Beyond the animal motif
Recently Shoelace productions showcased their latest production - Animal Song with three short musical plays - Kutte, Majh and Donkey. Each of these plays has a subtle message which stuns us but the musical mixing is an innovatively intriguing ploy used by writer-director Deepak Dhamija in each of them.
Kutte and Majh, which I have seen before were performed well but the most awaited part of the evening focused on the unveiling of Dhamija's latest - Donkey. Harpreet enthrals the audience with his composition in Kutte juxtaposed with Vanjay Joshi's soliloquies. Majh which is interspersed with live music and performances by Maheep Singh and Nitin Sukhija stands out. Donkey meanwhile has multiple narratives with alternating tracks during the course of action in the stories delivered by two musicians - Harpreet and Vipin - sitting at corners of the stage. Kuljeet Singh's performance is commendable, as he recounts the pristine days of living in an undivided India, just before the tragedy of partition struck.

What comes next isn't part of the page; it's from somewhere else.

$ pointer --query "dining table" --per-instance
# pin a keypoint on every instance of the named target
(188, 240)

The most interesting part of Donkey comes out in the innocent conversations between two children who are discussing religion. Both throw in their minimal knowledge of their respective religions - Hinduism and Islam. A playful banter often leads to fights with compellingly diverse views one each of their religion, but unlike adults these children forget the word war and start playing again. Even though religion is a very sensitive issue while being discussed, Dhamija has been able to encapsulate the sentiment beautifully through the eyes of these two kids. Harpreet's powerful voice is simply a treat, but personally the Punjabi song in Kutte is way better than the English composition in Donkey. Vipin Heero's soothing voice adds to the plot in both Majh and Donkey.
Dhamija uses animal motifs- Kutte (dogs), Majh (buffalo) and Donkey- through the course of each of these stories intricately mixing it with live music tracks. In Kutte, you have an old woman who narrates her life's tale with dogs being a intrinsic part of it. How they have witnessed her life change over the years, how they have remained with her during the time of loss. All might lost but the barking dogs remain with her. Majh has a powerful plot, with Maheep and Nitin essaying key roles. But the Majh is a strong motif here, as Nitin discusses about revolution and the fight for a free state of Khalistan, Maheep's character timidly and lovingly describes his pet - a buffalo - and his experiences with her.
Donkey stands out amongst all three. It is literally like the grand finale to the Animal Song. Harpreet voices an English song the breakup between two young lovers and how the boy asks his girlfriend to return his gift - a donkey - back to him. Meanwhile Vipin's song in Hindi is based on the third story in Donkey about a madman who wants to go and live on Jupiter. The performance of the two children in this story - Om and Jagdish - is amazing. Their theatrical timing is perfect and the emotions displayed are real and relatable. As mentioned before Kuljeet's powerful delivery of his alternating soliloquies takes Donkey to a higher level. The Animal Song in Hindi, Punjabi and English was a complete treat to watch!